Where did that come from? He has often been asked why he understands so much about management, since he is a chef–and some of them are much more cooking oriented than management oriented. He tells them that he grew up watching his mom run a business, watching his dad work really hard as a salesman, watching his grandparents work really hard running a highly respected medical practice.
Noah grew up around people who loved to work! And he does too.
When he was growing up, he didn’t like it so much that we were “always working” because often he wanted attention that he didn’t get. I can remember so many times I had to tell him to wait until I got off the phone to talk to me. I wasn’t a completely horrible mother–I went to every baseball, soccer and basketball game that I possibly could attend. I carried a folding chair in my trunk so I could go to a game at the drop of a hat.

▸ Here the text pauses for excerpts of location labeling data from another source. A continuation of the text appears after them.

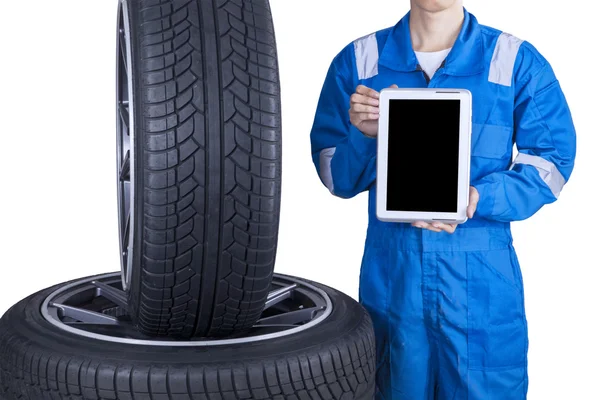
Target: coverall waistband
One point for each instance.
(405, 237)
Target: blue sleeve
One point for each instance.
(545, 139)
(343, 156)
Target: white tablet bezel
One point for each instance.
(464, 158)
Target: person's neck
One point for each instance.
(435, 31)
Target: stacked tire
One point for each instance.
(197, 311)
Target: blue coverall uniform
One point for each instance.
(448, 309)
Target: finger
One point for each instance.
(470, 211)
(450, 228)
(359, 117)
(357, 98)
(362, 89)
(363, 108)
(473, 200)
(425, 225)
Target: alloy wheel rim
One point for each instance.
(96, 308)
(125, 144)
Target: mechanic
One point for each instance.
(447, 301)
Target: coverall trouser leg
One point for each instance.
(448, 313)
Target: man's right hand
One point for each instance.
(364, 110)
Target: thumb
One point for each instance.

But there were many things I didn’t do because I was working, and I know he didn’t like it. But he learned to live with it and became a very independent guy. One of the reasons he became a chef is because he figured out there were some things (like sauteed chicken) that he could prepare much better than I could! He started cooking with me when he was 2 and by the time he was 8 or 9 he was really good in the kitchen.
Now he is proud of his background–with perspective, he sees the value of all that work and how it influenced him. And I have a feeling that his son Ethan will have a similar experience. As long as Noah is the Executive Chef of a very busy, popular restaurant, he will work most Saturdays and Sundays–Ethan won’t have his dad at every sporting event. Ethan will probably resent that for a period of time, until it comes time to go to work himself, then I can imagine that Ethan will have a similar work ethic as his father.
So the Legend will live on, and be passed on from generation to generation. My dad’s father came to America from Russia around 1907 and first drove a wagon peddling clothes around the countryside. Then he ran clothing stores with his brothers. My dad worked in the stores, and learned how important it was to write up a proper sales slip. Later, he was one of the few doctors whose instructions could be easily read on a chart or a prescription.
Work ethic. Is it dying out? Or is it alive and well? I believe both. Those who didn’t have Living Legends to learn from, model themselves after, will either have to learn it on the job or miss out on the fun of a job well done.
As for my little family tree, I bet it will remain alive and well for many generations to come.